I have also played around with the integrator_accuracy, using values between 1e-0 to 1e-4, all of which still give the error. I have not gone beyond 1e-4 due to a single iteration taking too long on my PC.

More info about the TD: My reward function only makes use of the following headers in the .csv time | pelvis_list | pelvis_rotation | pelvis_tilt | hip_flexion_r | hip_adduction_r | hip_rotation_r | knee_angle_r | ankle_angle_r | hip_flexion_l | hip_adduction_l | hip_rotation_l | knee_angle_l | ankle_angle_l | pelvis_ty | lumbar_bending | lumbar_rotation | lumbar_extension

kidzik commented 3 years ago

That's indeed related to integration_step and a shorter step (like 1e-5) might help, but indeed that will make simulations slower. I'm not sure if there is any workaround to that. @carmichaelong do you know if there is any robust solution to that?

carmichaelong commented 3 years ago

I don't know of any robust solution, since it depends on the specifics of what's going on during the simulation. Usually this could happen if there are some large forces (e.g., the model while training happens to step into the floor in a weird way) or a component of the model enters a region where it's numerically stiff (e.g., a muscle gets too long because a joint is bent in a weird position). @kidzik is right that a smaller integration step might help. I think others in the past have just aborted that simulation, caught the Exception, and just kept training.

It's good that you tried a few data sources, but it seems like the simulations just sometimes get caught in a weird spot regardless of which data source is used (and perhaps the TD data was lucky to work so well).

shakibaRafiee commented 3 years ago

Hi. I have a similar problem. Unfortunately, I am not sure if it would be resolved by aborting the simulation and starting over.
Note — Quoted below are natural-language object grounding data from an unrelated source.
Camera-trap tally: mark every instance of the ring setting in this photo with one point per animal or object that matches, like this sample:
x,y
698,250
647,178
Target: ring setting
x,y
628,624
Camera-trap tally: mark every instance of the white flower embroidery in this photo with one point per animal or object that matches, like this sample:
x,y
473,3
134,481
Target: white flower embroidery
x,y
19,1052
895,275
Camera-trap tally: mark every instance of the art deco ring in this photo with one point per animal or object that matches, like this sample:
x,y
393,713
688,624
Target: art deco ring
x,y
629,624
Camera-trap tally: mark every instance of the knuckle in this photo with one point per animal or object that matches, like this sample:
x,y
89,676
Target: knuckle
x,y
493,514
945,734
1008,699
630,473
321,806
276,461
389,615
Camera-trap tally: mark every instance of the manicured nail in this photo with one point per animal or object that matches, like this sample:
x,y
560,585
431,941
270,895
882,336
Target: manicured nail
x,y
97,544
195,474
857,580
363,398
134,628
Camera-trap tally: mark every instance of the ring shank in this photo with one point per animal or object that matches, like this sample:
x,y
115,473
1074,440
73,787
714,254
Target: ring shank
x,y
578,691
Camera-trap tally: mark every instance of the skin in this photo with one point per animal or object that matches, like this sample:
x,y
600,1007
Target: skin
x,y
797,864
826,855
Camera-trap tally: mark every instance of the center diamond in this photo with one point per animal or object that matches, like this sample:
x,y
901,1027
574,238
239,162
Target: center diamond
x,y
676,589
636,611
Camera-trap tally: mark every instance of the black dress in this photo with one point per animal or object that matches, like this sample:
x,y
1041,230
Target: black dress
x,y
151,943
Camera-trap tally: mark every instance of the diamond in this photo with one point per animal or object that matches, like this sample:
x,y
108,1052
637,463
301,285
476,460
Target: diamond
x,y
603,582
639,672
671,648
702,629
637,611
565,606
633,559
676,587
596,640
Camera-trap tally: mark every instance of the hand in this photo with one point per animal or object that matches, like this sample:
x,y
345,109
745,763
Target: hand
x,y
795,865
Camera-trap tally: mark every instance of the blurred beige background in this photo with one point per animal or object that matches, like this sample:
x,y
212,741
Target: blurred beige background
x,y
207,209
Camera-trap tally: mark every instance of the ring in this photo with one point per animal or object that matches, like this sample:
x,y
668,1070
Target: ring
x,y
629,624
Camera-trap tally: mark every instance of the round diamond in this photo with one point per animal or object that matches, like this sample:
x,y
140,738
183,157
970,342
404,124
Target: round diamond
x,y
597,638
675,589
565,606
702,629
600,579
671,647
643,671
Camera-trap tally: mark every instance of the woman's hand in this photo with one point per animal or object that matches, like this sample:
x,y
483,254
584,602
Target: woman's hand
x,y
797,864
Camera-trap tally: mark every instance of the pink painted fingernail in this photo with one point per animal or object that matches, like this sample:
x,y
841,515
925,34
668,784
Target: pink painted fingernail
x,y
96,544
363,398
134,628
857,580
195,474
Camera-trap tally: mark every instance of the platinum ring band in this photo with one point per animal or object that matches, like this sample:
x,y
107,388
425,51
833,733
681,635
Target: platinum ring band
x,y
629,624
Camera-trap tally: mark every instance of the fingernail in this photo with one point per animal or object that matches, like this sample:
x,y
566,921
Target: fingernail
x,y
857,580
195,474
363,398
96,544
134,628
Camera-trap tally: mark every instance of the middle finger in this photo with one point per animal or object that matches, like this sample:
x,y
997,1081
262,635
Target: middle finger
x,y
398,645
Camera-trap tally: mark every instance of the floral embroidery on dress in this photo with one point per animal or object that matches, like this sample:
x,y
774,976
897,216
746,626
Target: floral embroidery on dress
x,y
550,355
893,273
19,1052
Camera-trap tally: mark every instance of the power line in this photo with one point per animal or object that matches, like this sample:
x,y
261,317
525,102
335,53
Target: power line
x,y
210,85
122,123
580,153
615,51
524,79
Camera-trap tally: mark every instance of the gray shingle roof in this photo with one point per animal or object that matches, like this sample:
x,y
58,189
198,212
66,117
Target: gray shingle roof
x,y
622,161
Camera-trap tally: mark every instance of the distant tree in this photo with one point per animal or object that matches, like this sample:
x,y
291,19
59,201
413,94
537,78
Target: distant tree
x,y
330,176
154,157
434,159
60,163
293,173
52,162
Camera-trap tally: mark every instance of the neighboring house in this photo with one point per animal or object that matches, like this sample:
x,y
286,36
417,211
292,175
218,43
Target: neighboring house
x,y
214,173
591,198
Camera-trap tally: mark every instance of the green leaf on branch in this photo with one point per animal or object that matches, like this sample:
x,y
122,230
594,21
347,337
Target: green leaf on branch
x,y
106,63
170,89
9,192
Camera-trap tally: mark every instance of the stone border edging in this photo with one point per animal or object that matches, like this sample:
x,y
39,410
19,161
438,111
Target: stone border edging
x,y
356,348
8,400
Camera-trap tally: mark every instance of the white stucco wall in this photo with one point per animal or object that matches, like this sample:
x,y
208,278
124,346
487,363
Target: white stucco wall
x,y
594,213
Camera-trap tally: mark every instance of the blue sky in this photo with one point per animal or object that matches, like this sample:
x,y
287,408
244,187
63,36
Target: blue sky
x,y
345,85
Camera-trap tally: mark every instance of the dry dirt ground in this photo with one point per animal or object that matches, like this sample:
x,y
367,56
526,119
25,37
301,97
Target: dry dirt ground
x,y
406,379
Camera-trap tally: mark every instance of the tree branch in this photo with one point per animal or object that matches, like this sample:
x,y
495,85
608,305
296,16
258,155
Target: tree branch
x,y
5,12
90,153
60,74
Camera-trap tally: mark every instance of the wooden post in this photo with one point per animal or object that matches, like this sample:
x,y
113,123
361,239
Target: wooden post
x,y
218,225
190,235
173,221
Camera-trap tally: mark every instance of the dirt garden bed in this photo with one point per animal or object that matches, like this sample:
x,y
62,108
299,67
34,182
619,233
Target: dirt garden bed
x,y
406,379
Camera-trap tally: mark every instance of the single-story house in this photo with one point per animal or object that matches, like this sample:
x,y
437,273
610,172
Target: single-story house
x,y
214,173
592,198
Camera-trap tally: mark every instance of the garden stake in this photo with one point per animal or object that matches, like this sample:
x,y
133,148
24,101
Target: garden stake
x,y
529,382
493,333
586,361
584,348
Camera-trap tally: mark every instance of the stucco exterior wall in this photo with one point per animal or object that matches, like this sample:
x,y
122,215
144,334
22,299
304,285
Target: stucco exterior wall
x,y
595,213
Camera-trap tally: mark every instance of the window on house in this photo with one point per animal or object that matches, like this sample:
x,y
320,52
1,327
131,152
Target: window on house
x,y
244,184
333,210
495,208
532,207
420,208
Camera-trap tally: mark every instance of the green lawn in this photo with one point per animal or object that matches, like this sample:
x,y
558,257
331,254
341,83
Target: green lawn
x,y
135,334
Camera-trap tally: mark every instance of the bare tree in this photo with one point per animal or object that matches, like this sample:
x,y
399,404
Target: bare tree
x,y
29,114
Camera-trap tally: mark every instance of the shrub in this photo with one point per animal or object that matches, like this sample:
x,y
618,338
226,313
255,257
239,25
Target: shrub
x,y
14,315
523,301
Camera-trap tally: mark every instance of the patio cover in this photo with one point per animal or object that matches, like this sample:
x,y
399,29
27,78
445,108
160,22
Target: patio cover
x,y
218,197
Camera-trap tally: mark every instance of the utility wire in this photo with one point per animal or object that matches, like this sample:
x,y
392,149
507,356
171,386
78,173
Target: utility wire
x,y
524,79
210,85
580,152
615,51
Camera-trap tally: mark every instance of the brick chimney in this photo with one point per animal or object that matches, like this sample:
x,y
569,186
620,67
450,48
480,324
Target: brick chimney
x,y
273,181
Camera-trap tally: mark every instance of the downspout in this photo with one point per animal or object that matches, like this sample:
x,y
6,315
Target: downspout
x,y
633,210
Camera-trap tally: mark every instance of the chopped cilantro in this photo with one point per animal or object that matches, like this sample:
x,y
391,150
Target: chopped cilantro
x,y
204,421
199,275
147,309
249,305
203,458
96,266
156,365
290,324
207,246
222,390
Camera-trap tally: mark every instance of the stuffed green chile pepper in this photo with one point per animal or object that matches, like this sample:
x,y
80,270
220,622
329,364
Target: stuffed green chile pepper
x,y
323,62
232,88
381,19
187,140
So, here is what's going on. I have modified the sim_L2M2019_controller1 example, and the model can produce decent gait patterns when run with a low integrator accuracy. However, for this project, after finalizing the controller, I end up perturbing the model at several instances throughout the gait cycle, and I need to have high numerical accuracy. When I increase the integrator accuracy (to 5e-14), I get this error: Integrator step failed at time [...] (required condition 't1 > t0' was not met).

I am afraid that I would not be able to just start over every time since I do not train the model using perturbations.
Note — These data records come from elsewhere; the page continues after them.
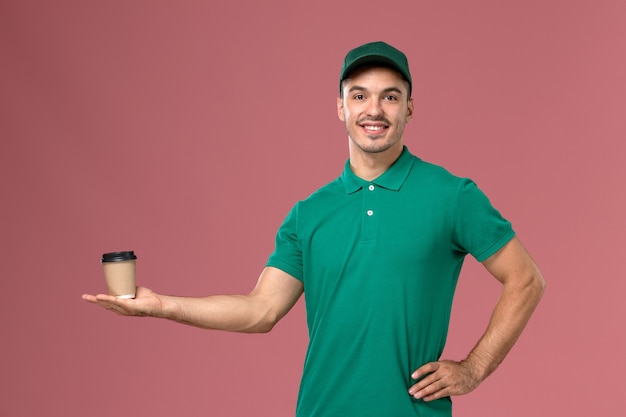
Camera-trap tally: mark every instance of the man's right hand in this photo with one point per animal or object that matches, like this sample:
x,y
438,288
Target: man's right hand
x,y
145,303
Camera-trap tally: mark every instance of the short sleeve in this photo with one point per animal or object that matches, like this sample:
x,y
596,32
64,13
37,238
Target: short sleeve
x,y
478,229
287,255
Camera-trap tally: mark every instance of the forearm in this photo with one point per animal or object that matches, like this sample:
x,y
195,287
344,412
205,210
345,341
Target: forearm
x,y
511,314
237,313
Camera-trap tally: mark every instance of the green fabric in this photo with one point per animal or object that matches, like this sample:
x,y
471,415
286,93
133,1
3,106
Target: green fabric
x,y
379,261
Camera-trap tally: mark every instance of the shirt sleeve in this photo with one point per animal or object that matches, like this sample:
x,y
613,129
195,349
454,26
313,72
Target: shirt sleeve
x,y
287,255
479,229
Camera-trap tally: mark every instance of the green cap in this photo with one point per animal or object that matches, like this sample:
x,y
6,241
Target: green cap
x,y
376,53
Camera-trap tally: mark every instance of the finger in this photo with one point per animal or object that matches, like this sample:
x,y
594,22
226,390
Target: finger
x,y
426,386
427,368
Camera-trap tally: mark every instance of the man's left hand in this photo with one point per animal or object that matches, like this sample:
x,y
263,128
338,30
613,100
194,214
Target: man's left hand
x,y
443,379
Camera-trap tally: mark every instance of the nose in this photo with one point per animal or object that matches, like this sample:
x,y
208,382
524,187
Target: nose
x,y
374,108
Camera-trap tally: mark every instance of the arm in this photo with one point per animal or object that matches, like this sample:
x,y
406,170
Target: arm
x,y
257,312
522,287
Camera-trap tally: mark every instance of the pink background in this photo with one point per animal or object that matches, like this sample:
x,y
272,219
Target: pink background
x,y
186,130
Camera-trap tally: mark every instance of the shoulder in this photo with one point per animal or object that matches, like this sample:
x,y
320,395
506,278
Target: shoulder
x,y
435,177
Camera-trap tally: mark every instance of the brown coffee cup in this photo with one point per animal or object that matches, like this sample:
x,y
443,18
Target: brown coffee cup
x,y
119,273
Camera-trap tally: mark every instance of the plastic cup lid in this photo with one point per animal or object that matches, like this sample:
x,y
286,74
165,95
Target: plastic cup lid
x,y
118,256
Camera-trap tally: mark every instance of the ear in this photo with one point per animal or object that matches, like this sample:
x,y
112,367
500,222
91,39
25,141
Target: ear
x,y
340,113
409,110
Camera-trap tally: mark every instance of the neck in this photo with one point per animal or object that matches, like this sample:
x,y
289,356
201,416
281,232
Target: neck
x,y
371,165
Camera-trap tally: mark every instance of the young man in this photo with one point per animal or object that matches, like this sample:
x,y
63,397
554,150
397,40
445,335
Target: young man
x,y
377,253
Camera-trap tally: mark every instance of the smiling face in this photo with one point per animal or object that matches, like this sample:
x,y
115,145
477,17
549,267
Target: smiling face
x,y
375,106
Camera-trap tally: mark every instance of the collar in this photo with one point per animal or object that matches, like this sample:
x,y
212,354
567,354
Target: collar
x,y
391,179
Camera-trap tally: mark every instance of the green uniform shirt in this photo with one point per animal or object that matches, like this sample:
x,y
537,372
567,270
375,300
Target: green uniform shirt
x,y
379,261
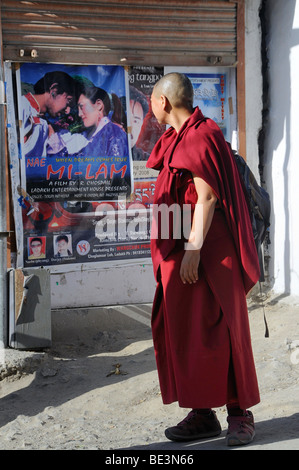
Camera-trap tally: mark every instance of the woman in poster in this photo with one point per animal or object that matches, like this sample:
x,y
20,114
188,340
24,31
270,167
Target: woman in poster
x,y
102,136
A-Artemis commented 3 years ago

So I believe I have found a cause for this error. (At least how I can reproduce it)

My error occurs when I call the reset() manager of the musculoskeletal model. When the model resets there is a small (<15%) chance that it will reset to a predefined position. This position is taken from training data and is uniformly randomly chosen between 0.2 and 0.3 seconds, hence why my errors kept giving: Unable to advance time past X. (Required condition 't1 > t0' was not met.) where X was between 0.2 and 0.3. The reset manager used this predefined position to set ALL the state variables for that time step, this included the muscle activations as well as the fiber lengths, which as it turns out I was missing one muscle activation for a muscle on the left leg.

I fixed this by setting all missing muscle activations to 0. Since then I have never encountered the problem again with an integrator accuracy of 1e-2 to 5-e5.
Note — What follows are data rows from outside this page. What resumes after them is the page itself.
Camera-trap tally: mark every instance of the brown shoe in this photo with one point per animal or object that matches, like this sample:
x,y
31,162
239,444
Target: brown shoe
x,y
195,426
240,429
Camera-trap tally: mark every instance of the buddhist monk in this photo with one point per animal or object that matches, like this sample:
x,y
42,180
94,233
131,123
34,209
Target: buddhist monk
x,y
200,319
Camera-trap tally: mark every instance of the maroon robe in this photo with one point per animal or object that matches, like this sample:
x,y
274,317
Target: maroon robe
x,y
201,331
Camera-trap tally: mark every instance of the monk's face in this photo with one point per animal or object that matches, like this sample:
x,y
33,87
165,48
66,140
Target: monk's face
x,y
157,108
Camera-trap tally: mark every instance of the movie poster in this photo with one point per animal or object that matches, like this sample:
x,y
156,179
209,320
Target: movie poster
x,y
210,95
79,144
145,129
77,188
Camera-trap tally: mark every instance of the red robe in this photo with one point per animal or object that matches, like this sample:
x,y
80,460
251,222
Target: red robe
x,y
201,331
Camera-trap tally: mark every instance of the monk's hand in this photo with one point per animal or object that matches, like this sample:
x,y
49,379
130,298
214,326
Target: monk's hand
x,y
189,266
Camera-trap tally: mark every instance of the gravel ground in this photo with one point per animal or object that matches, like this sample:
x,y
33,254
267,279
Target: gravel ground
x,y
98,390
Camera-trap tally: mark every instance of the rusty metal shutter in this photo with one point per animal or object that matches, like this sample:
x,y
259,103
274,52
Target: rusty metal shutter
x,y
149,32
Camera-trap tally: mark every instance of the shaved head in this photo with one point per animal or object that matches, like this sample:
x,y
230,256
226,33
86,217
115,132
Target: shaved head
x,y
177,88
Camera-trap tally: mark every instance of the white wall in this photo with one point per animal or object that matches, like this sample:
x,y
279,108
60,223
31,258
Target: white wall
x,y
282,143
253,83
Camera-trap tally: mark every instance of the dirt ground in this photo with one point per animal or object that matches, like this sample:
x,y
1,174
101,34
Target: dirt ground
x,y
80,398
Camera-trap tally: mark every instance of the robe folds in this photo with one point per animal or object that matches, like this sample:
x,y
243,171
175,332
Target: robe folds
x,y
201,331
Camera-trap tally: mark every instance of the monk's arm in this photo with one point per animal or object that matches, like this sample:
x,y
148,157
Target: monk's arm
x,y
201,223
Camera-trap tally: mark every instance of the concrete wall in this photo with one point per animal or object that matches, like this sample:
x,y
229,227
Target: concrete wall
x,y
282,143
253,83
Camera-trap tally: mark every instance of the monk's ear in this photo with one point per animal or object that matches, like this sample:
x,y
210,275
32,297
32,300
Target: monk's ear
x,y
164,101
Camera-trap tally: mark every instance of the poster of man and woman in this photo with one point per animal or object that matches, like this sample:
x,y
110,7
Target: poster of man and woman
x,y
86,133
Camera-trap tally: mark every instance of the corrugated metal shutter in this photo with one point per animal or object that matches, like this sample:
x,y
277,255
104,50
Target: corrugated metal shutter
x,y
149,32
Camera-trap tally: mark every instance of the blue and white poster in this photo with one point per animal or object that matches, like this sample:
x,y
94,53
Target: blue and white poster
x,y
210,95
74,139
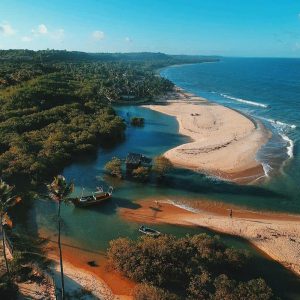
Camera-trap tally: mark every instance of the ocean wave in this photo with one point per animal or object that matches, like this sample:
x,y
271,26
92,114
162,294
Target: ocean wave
x,y
277,123
267,168
290,145
245,101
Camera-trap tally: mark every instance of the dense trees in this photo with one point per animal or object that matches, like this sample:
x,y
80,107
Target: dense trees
x,y
136,121
193,267
162,166
59,191
55,105
114,167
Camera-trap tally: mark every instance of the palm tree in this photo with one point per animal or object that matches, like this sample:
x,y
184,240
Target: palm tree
x,y
59,190
6,201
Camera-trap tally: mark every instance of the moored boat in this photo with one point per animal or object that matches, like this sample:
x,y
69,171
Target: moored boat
x,y
97,197
149,231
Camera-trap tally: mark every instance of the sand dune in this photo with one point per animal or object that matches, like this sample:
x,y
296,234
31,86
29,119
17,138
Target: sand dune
x,y
277,235
224,141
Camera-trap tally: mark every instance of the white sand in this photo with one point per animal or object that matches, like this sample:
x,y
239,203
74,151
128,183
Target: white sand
x,y
224,142
275,234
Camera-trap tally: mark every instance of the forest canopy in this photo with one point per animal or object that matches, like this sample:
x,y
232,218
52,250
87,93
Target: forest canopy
x,y
57,104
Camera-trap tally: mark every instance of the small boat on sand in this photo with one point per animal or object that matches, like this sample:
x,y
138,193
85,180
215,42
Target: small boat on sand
x,y
149,231
97,197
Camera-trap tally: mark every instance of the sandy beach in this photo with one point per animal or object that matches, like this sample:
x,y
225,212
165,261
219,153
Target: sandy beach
x,y
277,235
223,143
86,269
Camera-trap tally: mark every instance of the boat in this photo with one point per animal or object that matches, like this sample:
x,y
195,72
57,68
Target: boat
x,y
97,197
149,231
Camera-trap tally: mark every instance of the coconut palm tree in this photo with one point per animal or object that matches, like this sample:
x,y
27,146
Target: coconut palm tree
x,y
59,190
6,201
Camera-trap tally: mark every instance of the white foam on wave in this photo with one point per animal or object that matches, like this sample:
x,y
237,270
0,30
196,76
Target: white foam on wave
x,y
290,145
245,101
267,168
279,124
183,206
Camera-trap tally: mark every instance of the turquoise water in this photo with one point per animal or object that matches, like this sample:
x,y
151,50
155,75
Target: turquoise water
x,y
267,89
93,228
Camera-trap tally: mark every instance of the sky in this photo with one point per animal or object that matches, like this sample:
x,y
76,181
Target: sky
x,y
265,28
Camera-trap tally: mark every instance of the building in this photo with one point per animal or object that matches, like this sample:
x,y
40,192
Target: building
x,y
135,160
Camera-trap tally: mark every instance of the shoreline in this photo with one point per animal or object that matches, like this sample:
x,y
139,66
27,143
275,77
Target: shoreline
x,y
86,269
276,235
224,141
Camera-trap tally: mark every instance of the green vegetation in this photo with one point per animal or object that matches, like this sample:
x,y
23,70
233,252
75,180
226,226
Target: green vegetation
x,y
141,173
192,267
7,200
55,105
114,167
59,191
8,289
138,122
162,166
146,291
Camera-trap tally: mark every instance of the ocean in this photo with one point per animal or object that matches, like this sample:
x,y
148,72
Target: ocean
x,y
267,89
92,228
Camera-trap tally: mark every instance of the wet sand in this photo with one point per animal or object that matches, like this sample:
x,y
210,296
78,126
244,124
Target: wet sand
x,y
88,269
224,142
277,235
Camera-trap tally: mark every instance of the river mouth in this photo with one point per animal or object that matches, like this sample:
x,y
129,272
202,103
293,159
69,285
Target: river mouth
x,y
92,228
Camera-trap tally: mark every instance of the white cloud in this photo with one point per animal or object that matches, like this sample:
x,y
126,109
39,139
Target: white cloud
x,y
40,30
6,29
98,35
58,34
26,39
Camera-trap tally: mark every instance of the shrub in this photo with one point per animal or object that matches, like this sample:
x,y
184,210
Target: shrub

My original goal was to use this reset manager to speed up training by skipping ahead to between 0.2 and 0.3 seconds to get the training going. However, I am no longer using this method to reset my model due to my training data set having incomplete muscle activation data.

Here is what I suggest you look into (It is how I debugged my issue 😄):

So in summary, my model was trying to reset to a value it could not find! I hope this helps!

shakibaRafiee commented 3 years ago

Hi. Thank you for the reply.

I think I found the source of my problem. In my controller, I have been using several discontinuous functions, and I believe when I used higher accuracy for the integrator, it got too close to those points of discontinuity. I think to solve this problem I will have to use a different continuous function.